Hey, did you know that a red circle with a white center means ‘Road closed’?”
“Didn’t we drive past one of those signs earlier?
Thanks to a generous moving package, we were able to ship our car from the US to Germany. I probably would have been happy with my bicycle and public transport, but I have to admit that it will be convenient to have a car when we want one. However, having a car means learning German rules of the road.
Thankfully, we aren’t the first people to find ourselves in this situation. I recommend Brian’s Guide to Getting Around Germany as a thorough and clear source of driving information.

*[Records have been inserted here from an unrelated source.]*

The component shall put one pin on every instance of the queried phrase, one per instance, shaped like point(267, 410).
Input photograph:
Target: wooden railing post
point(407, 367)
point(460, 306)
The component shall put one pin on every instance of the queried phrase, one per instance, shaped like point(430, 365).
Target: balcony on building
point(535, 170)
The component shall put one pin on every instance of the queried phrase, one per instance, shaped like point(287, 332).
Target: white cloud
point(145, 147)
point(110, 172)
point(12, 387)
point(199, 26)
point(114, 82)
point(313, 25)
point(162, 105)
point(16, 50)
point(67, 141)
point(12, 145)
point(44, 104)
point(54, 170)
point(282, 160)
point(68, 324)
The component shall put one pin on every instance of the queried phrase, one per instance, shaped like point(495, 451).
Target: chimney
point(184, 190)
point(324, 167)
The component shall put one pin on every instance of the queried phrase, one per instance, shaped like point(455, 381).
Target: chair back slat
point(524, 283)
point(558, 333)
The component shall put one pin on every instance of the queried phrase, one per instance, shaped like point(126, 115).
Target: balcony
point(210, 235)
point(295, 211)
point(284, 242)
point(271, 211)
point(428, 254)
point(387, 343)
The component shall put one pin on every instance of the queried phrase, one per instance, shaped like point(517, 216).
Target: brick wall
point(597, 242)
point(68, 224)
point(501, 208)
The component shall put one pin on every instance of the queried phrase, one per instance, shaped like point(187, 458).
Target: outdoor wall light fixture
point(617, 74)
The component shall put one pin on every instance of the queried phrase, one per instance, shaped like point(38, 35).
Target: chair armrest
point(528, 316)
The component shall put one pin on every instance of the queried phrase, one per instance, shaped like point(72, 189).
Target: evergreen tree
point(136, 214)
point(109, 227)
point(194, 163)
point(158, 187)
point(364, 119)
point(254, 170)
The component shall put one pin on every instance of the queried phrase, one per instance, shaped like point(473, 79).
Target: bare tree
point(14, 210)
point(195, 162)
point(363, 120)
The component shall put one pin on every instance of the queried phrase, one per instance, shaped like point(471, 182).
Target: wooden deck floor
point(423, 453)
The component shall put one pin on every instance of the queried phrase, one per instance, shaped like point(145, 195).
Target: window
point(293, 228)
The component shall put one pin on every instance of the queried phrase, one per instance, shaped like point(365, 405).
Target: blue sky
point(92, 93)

Traffic laws, street signs, parking rules . . . he seems to have it all covered. (Of course, it’s always a good idea to use an official source to confirm information you find on a non-official website!)
Reading up on the subject does not, however, mean that we have it all down. Yesterday, we picked up our car in Düsseldorf and drove it back to Aachen. We made it home safely, thanks to some basic advice about the Autobahn: “Stay in the right-hand lane unless you are passing, and watch the cars in the left lane carefully to make sure you know how fast they are going.” It really wasn’t too bad. Actually, the city driving seemed like the hardest because of all the signs. That conversation at the beginning of this post? It really happened.
Besides learning the rules of the road, we also have to deal with driver’s license issues. Depending on which state in the US you come from, you may or may not get to just walk in and trade your US license for a German one. We come from California, which means that we’re out of luck. We have to take both a written and driving test, and it’s common for driving schools to require that you take classes before taking the tests. Thankfully, we can use our US licenses for the first six months we live here.
For now, I will focus on getting instant recognition of the right-of-way signs and memorizing the entire Aachen Stadtplan (map).